Market-Led Pricing: Penetration Pricing
When a firm charges a very low price when the product is new to get lots of people interested in it.
Market-Led Pricing: Loss Leader Pricing
When a product is set below cost. Once the product is established the firm will increase the price. This happens with new consumer products where existing products have brand loyalty.
Market-Led Pricing: Price Skimming
The opposite of penetration pricing. Firms charge a high price to begin with to apply to a higher market and to make the product a desirable one. Then, when the product is established the firm will lower the price to help it become a mass market product. This happens a lot with consumer goods based on new technology e.g. TVs.
Market-Led Pricing: Competitive Pricing
Where the firm has to charge similar prices to other firms. This happens most when there's lots of competitor choice and not much product differentiation (e.g. petrol)
Cost-Plus Pricing: Profit Margin
Work out how much product costs and increase by required profit margin. e.g. product costs £2 to make and you want a 20% profit margin, £2 is 80% the required selling price. 80%=200p->1%=200p÷80=2.5p->100%=2.5px100=250p You'd sell it for £2.50
Cost-Plus Pricing: Mark-Up
Work out how much the product costs and then add a %age mark up. e.g. if a product costs £2 to make and you want a 25% mark up, you'd sell it for £2+25%=£2.50
Seven Methods of Sales Promotion
Discounts - Products Trials - Free Gifts - Buy One Get One Free - Competitions - Point-of-sale advertising - Use of credit
Promotion: Direct Marketing
Goes straight to the customer without going through other media. Usually some sort of voucher sent in the post. Requires customer to make a direct response. The business can measure its success with this. However this creates junk mail/spam email.

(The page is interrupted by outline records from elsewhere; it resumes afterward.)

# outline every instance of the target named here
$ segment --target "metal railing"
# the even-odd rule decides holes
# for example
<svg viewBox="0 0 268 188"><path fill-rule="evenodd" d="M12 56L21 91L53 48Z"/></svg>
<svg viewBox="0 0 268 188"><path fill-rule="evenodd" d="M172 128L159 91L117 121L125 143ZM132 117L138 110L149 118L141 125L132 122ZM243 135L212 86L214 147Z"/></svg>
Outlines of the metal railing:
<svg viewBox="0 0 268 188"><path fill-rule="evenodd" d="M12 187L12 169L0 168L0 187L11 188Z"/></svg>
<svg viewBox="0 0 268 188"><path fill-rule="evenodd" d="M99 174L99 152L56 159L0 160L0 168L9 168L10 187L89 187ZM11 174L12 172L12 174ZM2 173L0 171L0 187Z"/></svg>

Promotion: Business Sponsors
Businesses can help pay for events such as sports tournaments, TV shows and exhibitions. In return, their name is displayed at the event for publicity. Sponsorship can create a high profile for your business/brand name BUT if the thing you're sponsoring starts to get bad publicity, your business will suffer too. Sports/TV/The Arts are all a few places for sponsorship.
Place: Distribution Channels
There are 4 main distribution channels. 1, 2 and 3 are indirect and 4 is direct.
1) MANUFACTURER - WHOLESALER - CONSUMER
Here, consumer buys the product from a cash and carry. Its good for the manufacturer because they get bulk orders and the wholesaler takes the cost of storing the products and the risk of not selling them. Consumer often pays lower prices than if they bought from a retailer - levels of customer service may be lower.
2) MANUFACTURER - WHOLESALER - RETAILER - CONSUMER
The traditional route. Commonly used in the food and drink industry. Advantages to the manufacturer are the same as channel 1. Retailers also benefit from dealing with the Wholesaler - they reduce risk by allowing retailers to buy in smaller quantities and giving a wide choice of goods. However, goods can take a long time to get from manufacturer to consumer.
3) MANUFACTURER - RETAILER - CONSUMER
This route is becomming more common. Often used in clothing industry. Faster than dealing with retailers through wholesalers and the manufacturer gets consumer feedback about the products. Harder for small retailers to to avoid having to hold lots of stock.
4) MANUFACTURER - CONSUMER
Now very popular. Used in factory shops, mail order, tele sales and internet selling. The fastest and often, cheapest channel for consumer. Can be more difficult for consumers to shop around (manufacturers usually only sell their own products, but a retailer would probably stock goods from a range of manufacturers) and customer service may not be as good.